Les per- et polyfluoroalkylées (Pfas) polluent les eaux du Rhône en aval immédiat de Pierre-Bénite et de Givors, au sud de Lyon. Arkéma et Daikin, deux géants de la chimie, sont soupçonnés d’en être responsables. Des actions judiciaires ont été lancées. Les pêcheurs professionnels en eau douce veulent s’y faire entendre et faire valoir leurs droits en cas de préjudices avérés.
À peine, l’émission de télévision, Envoyé spécial, révélait-elle, au printemps 2022, l’étendue de la pollution des eaux du Rhône, à hauteur de Pierre-Bénite, aux per- et polyfluoroalkylées (Pfas), qu’Arkéma, géant de la chimie, l’une des deux grandes entreprises mises en cause, commandait, en contre-feu, à la presse régionale, un publi-reportage pour vanter ses travaux de recherche et ses découvertes. Une chimie au service des « progrès » de l’humanité, en somme, tenait à rappeler le groupe au chiffre d’affaires, en 2022, de quelque 11,5 milliards d’euros.
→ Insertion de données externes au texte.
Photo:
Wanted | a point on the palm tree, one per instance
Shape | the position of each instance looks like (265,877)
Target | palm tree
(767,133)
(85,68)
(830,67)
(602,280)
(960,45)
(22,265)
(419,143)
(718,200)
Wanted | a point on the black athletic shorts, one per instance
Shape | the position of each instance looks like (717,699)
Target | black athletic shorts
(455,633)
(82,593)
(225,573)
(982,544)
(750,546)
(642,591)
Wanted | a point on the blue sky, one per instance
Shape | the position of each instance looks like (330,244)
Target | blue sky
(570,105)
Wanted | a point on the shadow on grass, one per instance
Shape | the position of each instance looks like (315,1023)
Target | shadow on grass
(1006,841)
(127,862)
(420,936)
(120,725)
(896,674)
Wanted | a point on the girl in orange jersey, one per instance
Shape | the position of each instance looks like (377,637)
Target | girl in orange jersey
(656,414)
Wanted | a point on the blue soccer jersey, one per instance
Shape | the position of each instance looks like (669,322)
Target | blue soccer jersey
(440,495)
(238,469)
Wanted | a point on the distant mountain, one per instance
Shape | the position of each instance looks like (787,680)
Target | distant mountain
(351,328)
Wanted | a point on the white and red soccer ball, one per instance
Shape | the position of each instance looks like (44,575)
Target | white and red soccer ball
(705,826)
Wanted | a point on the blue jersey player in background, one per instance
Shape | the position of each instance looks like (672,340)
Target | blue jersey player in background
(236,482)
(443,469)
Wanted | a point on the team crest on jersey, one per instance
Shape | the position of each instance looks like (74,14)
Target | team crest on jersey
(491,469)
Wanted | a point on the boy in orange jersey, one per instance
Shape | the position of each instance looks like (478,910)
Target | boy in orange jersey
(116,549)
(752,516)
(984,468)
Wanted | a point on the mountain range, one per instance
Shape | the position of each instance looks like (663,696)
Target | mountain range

Fin 2023, un collectif regroupant une trentaine de communes et de collectivités territoriales de la vallée du Rhône au sud de Pierre-Bénite, et des associations de pêcheurs professionnels et de loisir portait plainte contre x auprès du procureur de la République du tribunal judiciaire de Lyon. Étaient évoquées comme éventuelles qualifications pénales : la mise en danger de la vie d’autrui, les délits spécifiques aux substances et aux préparations chimiques, le délit d’écocide et la pollution des eaux souterraines et de surface.
Plainte collective
« Depuis une quinzaine d’années, plus aucun pêcheur professionnel en eau douce n’exerce sur ce secteur du Rhône, en aval immédiat de Pierre-Bénite et de Givors, au sud de Lyon, où des analyses des services sanitaires de la direction régionale de l’environnement, de l’aménagement et du logement (Dréal) Rhône-Alpes ont mis en évidence la contamination aux perfluorés des gardons, goujons, silures, perches, barbeaux, brochets et sandres. Mais il était essentiel, pour anticiper d’éventuelles répercussions de cette pollution sur nos activités de pêche et faire alors valoir nos droits dans le cas d’un préjudice avéré, que notre association soit, dès l’origine, partie prenante de cette procédure judiciaire. Et d’ores et déjà, un préjudice moral existe, puisque dans les jours suivant la diffusion des premières révélations, nous avons déjà eu a répondre aux questions de clients sur la consommation de nos poissons » explique Florestan Giroud, vice-président de l’association des pêcheurs professionnels en eau douce de la Saône, du Haut-Rhône et du Doubs.
Urgence
En juillet prochain, ce même tribunal judiciaire de Lyon, saisi en urgence par la métropole lyonnaise, cette fois-ci, dira s’il est nécessaire de réaliser des analyses Pfas pour déterminer les responsabilités d’Arkéma et de Daikin, autre multinationale, japonaise elle, de la chimie, dans une zone de captage des eaux alimentant, pour partie, en eau potable, le territoire de la collectivité. Mais, depuis 2020, les autorités de santé ont, sur la foi d’analyses montrant des rejets dans l’air et les eaux supérieurs aux normes autorisées, rappelé aux deux entreprises leurs obligations de se conformer aux réglementations environnementales. Sans trop de succès, semble-t-il.
Vices
Les industriels de la chimie louent aux grands dieux les propriétés hydrofuges, antiadhésives, anti-graisses, anti-salissures de ces per- et polyfluoroalkylées omniprésents dans les objets du quotidien et autres produits industriels. Ces composés de synthèse organofluorés ne sont finalement pas si différents des polychlorobiphényles (PCB), aux propriétés peu ou prou identiques, longtemps omniprésents eux aussi, responsables également de pollutions des eaux de nombreuses rivières et fleuves. Pollution révélée, au milieu des années 2000, notamment par un pêcheur professionnel du Rhône, et provoquant des interdictions de pêche sur certains secteurs du réseau hydrographique hexagonal exploités par des pêcheurs professionnels en eau douce.
Fin mai 2024, le Sénat adoptait une loi interdisant l’utilisation des Pfas, en excluant toutefois certains. Mais en 2019, le programme national de bio-surveillance Esteban révélait que « 100 % de la population française, adultes et enfant, étaient contaminées aux Pfas », volontiers qualifiés de « polluants éternels ».